Antrag auf Alternativplanung: Sorge um Stillstand beim Munitor-Projekt

Vorgetragen wurde der Antrag im Namen der vier Stadtratsfraktionen von Wolfgang Kreil (CSU). Er begründete das Anliegen damit, dass seit längerer Zeit keine erkennbare Aktivität mehr von Seiten der Munitor-Gruppe zu beobachten sei – weder Baufortschritte noch Immobilienankäufe. Auch fehle es an Kommunikation mit dem Stadtrat, sowohl zur „Neuen Mitte Selb“ (BA 2) als auch zum restlichen Teil des Outlet Center-Projekts (BA 1). Die öffentlich sichtbare Dynamik des Projekts sei „verloren gegangen“, so Kreil. Der anfängliche Schwung sei verpufft, selbst im fertiggestellten Teil fehle dieser gänzlich

Kreil stellte klar: „Wir haben große Zweifel an der grundsätzlichen Realisierbarkeit des ganzen Projekts.“ Der Antrag solle sicherstellen, dass die Stadt ab dem Jahr 2027 – wenn rechtlich neue Planungen möglich werden – nicht unvorbereitet sei, sondern eigene Alternativen in der Schublade habe.

Auch andere Fraktionsvertreter – darunter Walter Wejmelka und Kai Hammerschmidt (beide SPD) – unterstützten diese Sichtweise. Man wolle sich nicht in die jetzige Planung „einmischen“, sondern lediglich für einen möglichen Plan B gewappnet sein. Hammerschmidt forderte zudem, dass der Investor Patrick Müller von der Munitor-Gruppe den Stadtrat über den Stand der Dinge informieren solle.

 

Anneliese Schade: „Ein fataler Fehler – Stadt und OB arbeiten sehr wohl aktiv“

Anneliese Schade reagierte für die Fraktion der Aktiven Bürger Selb entschieden auf den Antrag. In einer ausführlichen Stellungnahme wies sie die zentrale Argumentation zurück – und verteidigte sowohl den Oberbürgermeister als auch die Verwaltung. Sie sprach von einem „Versuch, die Bevölkerung zu verunsichern“ und einem „grundlosen Vorwurf der Untätigkeit“ gegenüber Rathaus und Stadtspitze.

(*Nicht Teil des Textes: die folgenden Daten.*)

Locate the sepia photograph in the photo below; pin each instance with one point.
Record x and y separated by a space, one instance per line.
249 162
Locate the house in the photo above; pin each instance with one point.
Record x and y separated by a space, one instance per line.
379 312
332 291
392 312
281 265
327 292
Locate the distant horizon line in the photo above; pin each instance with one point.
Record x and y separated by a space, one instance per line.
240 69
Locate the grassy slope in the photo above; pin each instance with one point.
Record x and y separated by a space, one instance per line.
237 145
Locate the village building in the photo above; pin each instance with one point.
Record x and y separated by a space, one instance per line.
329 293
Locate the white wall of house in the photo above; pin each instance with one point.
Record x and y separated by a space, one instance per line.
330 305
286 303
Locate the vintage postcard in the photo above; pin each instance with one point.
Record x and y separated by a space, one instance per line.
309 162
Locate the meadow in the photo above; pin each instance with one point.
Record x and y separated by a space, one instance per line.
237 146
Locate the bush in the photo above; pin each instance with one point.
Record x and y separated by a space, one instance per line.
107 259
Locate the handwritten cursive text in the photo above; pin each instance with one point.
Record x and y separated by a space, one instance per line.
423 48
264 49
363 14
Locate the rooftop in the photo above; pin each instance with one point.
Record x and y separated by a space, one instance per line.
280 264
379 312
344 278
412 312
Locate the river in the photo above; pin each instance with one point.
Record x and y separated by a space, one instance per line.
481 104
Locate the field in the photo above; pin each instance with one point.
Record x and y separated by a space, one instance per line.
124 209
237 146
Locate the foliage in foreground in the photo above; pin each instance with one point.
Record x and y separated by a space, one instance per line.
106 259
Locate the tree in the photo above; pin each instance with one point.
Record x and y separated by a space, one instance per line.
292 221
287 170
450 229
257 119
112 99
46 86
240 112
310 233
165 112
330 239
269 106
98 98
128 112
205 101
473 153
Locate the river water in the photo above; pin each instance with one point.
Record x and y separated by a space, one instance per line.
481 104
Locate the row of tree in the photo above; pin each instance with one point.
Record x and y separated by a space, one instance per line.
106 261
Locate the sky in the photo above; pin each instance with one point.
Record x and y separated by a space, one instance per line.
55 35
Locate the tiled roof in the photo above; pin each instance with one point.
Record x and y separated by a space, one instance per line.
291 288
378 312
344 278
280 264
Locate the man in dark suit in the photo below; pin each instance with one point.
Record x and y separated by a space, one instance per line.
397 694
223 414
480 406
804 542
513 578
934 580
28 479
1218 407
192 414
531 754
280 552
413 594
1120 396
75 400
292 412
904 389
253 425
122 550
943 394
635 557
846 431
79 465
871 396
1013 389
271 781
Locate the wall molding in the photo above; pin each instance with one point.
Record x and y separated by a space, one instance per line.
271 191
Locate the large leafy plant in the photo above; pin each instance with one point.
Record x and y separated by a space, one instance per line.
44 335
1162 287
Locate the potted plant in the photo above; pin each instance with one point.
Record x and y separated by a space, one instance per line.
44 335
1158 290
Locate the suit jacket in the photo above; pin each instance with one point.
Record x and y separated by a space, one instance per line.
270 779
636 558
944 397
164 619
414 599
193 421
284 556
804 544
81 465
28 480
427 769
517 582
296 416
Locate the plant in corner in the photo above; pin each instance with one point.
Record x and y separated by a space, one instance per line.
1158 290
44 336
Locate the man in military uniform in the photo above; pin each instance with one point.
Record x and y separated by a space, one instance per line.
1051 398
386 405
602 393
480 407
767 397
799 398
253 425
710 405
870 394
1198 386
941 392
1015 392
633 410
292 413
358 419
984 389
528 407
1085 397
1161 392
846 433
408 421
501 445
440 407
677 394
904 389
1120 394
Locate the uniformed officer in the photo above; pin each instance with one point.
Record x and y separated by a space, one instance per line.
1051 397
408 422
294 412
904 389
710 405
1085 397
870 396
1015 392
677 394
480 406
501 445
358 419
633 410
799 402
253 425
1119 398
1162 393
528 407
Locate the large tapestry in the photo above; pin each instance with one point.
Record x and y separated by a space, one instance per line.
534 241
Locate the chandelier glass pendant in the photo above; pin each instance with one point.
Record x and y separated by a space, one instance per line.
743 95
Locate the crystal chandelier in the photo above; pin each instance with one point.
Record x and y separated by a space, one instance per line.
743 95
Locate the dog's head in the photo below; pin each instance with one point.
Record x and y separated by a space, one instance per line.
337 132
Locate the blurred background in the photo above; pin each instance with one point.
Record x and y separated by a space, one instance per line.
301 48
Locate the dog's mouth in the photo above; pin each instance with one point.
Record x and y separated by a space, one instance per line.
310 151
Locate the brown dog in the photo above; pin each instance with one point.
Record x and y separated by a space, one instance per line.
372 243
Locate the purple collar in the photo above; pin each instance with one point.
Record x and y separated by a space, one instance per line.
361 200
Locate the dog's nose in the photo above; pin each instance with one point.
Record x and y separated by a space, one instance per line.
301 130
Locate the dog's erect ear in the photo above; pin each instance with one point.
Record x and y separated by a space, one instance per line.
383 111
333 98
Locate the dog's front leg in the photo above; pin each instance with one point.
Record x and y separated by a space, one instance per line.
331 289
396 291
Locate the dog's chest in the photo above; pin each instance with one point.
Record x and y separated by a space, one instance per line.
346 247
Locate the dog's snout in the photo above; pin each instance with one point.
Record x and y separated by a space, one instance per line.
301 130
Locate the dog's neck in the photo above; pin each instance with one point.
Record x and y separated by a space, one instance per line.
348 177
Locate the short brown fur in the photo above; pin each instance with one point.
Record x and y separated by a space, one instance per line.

Schade erinnerte an die Sitzung des Haupt- und Finanzausschusses vom 21. Mai 2025, in der Oberbürgermeister Ulrich Pötzsch die rechtlichen Rahmenbedingungen ausführlich dargelegt hatte.
Für den Bauabschnitt 1 existiere ein rechtsgültiger städtebaulicher Vertrag, dessen Laufzeit bis 2028 reiche. Weder eine Kündigung nach §15, noch eine Änderung oder Aufhebung des Bebauungsplans Nr. 205 FOC gemäß §3 des Vertrags sei aktuell möglich. „Somit ist eine Veränderung derzeit ausgeschlossen“, so Schade.

Darüber hinaus wies sie darauf hin, dass sämtliche bisher getätigten Dienstleistungen – Planungen, Gutachten etc. – weiterhin nutzbar seien, auch für Drittinvestoren. Einem zentralen Vorwurf der Antragsteller hielt sie entgegen: Die Stadt habe sehr wohl Ideen und Pläne zur Nachnutzung entwickelt – viele davon würden bereits in späteren Tagesordnungspunkten behandelt.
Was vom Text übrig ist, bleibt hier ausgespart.